審査員の視点から〜コンクール本選

ピアノコンクールの本選が終わりました。

(2次予選も熱演ばかりでした〜)

私が教えている生徒さんも2人 入賞!
良い演奏をしてくれました。

 

このコンクール、
予選〜本選まで段階を経て聴くと
感慨深いものがありました。

 

私は翌日の本番のために授賞式を欠席しましたが、
授賞式って大体、審査員の方の
講評とか、
お一言とか、
ありますよね。

本当は1次予選、または予選ごとに
アドバイスできたらいいなと思います。

だって予選までで残念だった参加者さんたちにこそ、
言いたいことがたくさんあります!

 

まず他の人の演奏をよく聴いてみて。
自分が予選で漏れても、次の予選、本選と足を運んで
(だって日程は空いているはず)
聴いてみて欲しい。
ステージマナーはもちろん
どんな演奏が、聴衆と審査員の心に残って行くのか。

 

それから小・中学生の出場者さんについては
指導者の方にも是非コンクール全体を
聴いていただきたいところ。
実際、実力のある指導者は、有名な
またはそうでないコンクール、オーディションを
(視察も兼ねて!?)聴いておられることはよくあります。

 

私もモナコまでコンクールを
(旅行も兼ねて。。。
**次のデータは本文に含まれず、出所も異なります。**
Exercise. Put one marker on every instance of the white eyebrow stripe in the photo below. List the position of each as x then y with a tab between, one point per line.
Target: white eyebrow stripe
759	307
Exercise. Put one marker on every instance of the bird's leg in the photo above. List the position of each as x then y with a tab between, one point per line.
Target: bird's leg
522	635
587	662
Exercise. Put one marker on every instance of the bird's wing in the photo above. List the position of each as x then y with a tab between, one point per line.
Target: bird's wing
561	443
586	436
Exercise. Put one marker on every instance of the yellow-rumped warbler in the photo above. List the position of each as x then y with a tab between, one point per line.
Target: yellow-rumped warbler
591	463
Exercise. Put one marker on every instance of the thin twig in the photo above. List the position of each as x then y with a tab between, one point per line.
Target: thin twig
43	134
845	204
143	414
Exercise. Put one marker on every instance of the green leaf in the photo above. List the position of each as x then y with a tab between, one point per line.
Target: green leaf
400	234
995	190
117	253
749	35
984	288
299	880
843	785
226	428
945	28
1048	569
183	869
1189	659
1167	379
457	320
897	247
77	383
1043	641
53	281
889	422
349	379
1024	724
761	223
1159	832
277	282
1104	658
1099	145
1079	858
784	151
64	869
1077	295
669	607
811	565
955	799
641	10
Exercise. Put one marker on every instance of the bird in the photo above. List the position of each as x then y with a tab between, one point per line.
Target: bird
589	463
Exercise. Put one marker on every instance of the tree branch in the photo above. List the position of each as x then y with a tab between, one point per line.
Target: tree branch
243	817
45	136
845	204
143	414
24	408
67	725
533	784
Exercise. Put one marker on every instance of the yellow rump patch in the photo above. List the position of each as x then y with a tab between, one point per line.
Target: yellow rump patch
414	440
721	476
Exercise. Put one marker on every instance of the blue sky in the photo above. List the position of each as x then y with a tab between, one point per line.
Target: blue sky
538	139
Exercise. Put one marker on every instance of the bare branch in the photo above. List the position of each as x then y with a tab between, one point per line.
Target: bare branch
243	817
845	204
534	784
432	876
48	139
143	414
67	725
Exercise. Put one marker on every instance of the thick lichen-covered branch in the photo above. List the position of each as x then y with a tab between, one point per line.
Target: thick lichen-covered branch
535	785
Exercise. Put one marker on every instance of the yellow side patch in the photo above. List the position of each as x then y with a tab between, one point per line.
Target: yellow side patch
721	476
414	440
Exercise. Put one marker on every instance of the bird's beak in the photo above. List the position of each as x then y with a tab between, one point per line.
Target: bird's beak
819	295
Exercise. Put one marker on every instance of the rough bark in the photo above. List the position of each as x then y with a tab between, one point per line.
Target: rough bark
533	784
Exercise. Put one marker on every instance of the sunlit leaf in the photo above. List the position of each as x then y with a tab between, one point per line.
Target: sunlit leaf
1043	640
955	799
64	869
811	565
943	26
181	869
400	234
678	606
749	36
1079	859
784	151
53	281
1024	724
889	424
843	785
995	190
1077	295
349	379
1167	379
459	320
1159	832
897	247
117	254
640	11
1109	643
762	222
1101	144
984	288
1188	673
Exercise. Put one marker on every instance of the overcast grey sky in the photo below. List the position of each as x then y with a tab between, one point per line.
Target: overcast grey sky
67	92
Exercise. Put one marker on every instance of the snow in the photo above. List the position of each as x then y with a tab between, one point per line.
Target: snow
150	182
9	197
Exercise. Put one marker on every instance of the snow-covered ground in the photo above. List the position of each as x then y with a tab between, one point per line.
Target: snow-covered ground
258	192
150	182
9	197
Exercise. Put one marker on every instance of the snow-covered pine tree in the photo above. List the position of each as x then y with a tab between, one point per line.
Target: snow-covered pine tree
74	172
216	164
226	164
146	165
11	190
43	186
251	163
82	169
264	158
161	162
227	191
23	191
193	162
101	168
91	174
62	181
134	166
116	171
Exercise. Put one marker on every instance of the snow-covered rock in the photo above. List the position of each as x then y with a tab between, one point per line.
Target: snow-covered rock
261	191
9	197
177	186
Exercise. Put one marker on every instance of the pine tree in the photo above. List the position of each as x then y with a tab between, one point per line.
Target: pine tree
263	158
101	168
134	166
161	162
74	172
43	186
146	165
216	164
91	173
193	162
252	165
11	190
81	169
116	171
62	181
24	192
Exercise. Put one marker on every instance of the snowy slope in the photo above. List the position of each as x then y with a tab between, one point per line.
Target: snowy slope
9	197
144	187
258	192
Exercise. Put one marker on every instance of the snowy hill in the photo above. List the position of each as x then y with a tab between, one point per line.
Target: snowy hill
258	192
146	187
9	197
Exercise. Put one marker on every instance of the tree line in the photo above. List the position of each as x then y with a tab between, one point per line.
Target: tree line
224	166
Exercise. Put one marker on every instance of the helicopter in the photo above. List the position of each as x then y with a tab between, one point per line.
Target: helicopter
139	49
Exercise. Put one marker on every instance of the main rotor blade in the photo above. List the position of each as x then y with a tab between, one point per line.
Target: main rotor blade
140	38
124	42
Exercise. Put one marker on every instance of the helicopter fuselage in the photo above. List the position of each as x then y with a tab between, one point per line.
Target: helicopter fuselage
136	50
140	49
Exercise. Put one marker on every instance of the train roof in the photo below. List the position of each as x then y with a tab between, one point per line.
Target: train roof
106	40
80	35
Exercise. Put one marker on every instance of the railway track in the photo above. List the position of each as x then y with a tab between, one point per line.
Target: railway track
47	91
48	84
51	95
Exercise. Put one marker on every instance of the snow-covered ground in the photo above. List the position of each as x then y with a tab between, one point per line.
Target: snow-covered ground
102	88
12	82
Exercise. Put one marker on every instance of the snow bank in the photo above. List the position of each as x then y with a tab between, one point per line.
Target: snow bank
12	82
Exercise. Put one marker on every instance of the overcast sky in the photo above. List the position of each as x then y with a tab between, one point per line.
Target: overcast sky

)聴きに行ったことあります。
絶対に得るものがありますよ!

 

 

それから自由曲の場合は、選曲は大事
選曲も、戦略です。

 

〔こんなのはダメよ↓〕

×今やっている曲
×演奏時間で決める
×同じ雰囲気の曲が並んでしまう
×(演奏者にとって)難しすぎ
×易しすぎ

 

あと、私見ですが、
有名すぎる曲も避けたほうがいい気がします。

審査員がその曲をどう聴きたいかが
ある程度決まってしまっているからです。

私は楽譜にうるさいので
「そこrit.書いてあったよね?」
とか、考えながら聴いています。。。

もちろん楽譜どおりの表現でなくても、
「うわっ、これはすごい!!」
くらいのカリスマ性があれば別ですが。
なので名曲を選曲することは
相当自信があり勝負に出ているな、と捉えます。

課題曲の「エリーゼのために」
そんな理由からも、難しいですよ〜

 

〔選ぶときに気をつけていること↓〕

●見せ場のある曲かどうか(テクニック的にも音楽的にも)
●演奏者がその曲に惹きこまれているか、曲を愛しているか
●演奏者に合っているか(技術、音色、年齢、性格的にも)
●インパクトがあるか
●いい曲かどうか!!

 

自分のリサイタルの時には勿論
プログラムにこだわりますが、
生徒の発表会やコンクールでも
それくらいこだわり、無ければ探して、
頑張り屋の生徒ちゃんにぴったりの曲を
発見したいですね。

 

最後に、
アマチュア部門、50歳以上の繋(つながり)部門

出場していた方がこのブログを見ているか、
わかりませんが、
予選毎の講評をしっかり受け止め
課題をクリアし
1次、2次、本選とステージ毎に進化が見られて
本選はほんとうに
素晴らしかったです!!

 

ピアノが弾ける環境、ご家族への感謝があり
健康に感謝し、
音楽を感じて、心から楽しんで弾いておられました。
入賞した方々の演奏はとくに素敵でした。
演奏後、ご本人も「やったー!」と晴れやかな表情で。

 

この部門を受ける方は毎年の常連さんも多いそうで、
私も審査は3年目ですので結構お顔を覚えています☆

楽屋では常連さん同士で、
「来年は何をお弾きに?」
とか打ち合わせているのかなぁ(笑)

これからも熱演を期待しています。